Most of these dust particles are smaller than red blood cells, the smallest cells in the body, so the radioactive dust freely crosses organ and tissue boundaries. There is no way to remove them from the body. These ultra-fine smoke particles are spread by wind, settle out on surface water, and are redispersed by human activities — digging, plowing, driving, or even just walking.

This information is neither new nor secret. From the very beginning, the scientists involved in the making of the first atomic bombs recognized in detail the potential of uranium smoke as a terrain contaminant and as an instrument of gas warfare: “(a.) To make evacuated areas uninhabitable. (b.) To contaminate small critical areas such as rail-road yards and airports. (3.) As a radioactive poison gas to create casualties among troops. (4.) Against large cities, to promote panic, and create casualties among civilian populations.”*

DU as a ‘Dirty’ Weapon
The present danger is that depleted uranium can be used to make so-called “dirty” nuclear devices. There is no need to purify or “weaponize” the uranium. As the makers of the atomic bomb realized in 1943, all one has to do is wrap DU in a conventional explosive charge and detonate it. The DU will almost certainly ignite from the heat of the explosion, and its sub-microscopic radioactive smoke particles will be dispersed by wind, rain, and fallout, potentially contaminating vast land areas, lakes, rivers, streams, and water reservoirs.

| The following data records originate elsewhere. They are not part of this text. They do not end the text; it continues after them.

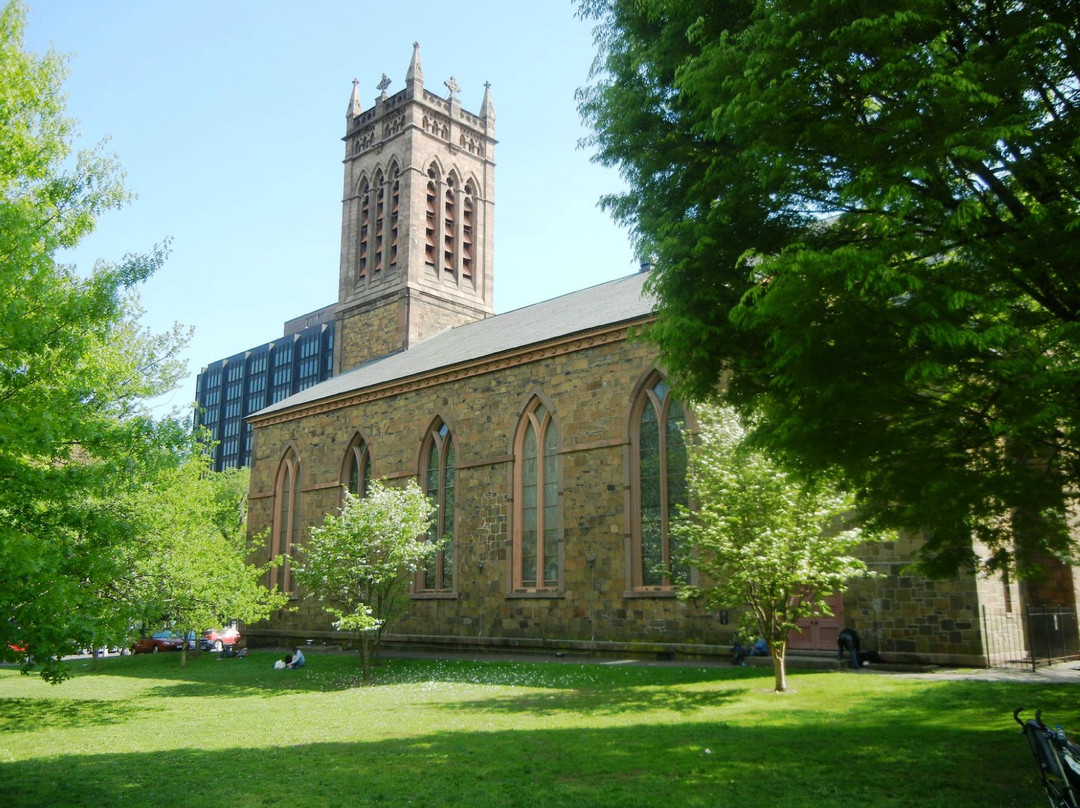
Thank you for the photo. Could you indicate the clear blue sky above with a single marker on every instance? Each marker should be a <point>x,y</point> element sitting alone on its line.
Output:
<point>228,119</point>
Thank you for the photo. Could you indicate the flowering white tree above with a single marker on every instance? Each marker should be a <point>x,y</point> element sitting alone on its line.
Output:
<point>764,539</point>
<point>359,563</point>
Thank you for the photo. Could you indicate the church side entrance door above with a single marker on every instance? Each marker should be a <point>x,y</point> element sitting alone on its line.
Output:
<point>819,633</point>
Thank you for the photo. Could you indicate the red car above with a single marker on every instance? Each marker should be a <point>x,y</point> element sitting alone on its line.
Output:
<point>217,638</point>
<point>160,641</point>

It is this ease of importation and the simple construction of a potential weapon of mass destruction within the boundaries of the US that so concerns Homeland Security and the FBI. But from whom are they keeping the secret? Certainly not potential terrorists, they know how and what to do. The only conclusion is that the government wishes to keep the public in the dark, ignorant of the threat facing all of us.

Vince Calder is a retired research chemist with SC Johnson. He has a Ph.D. from the University of California-Berkeley in physical chemistry.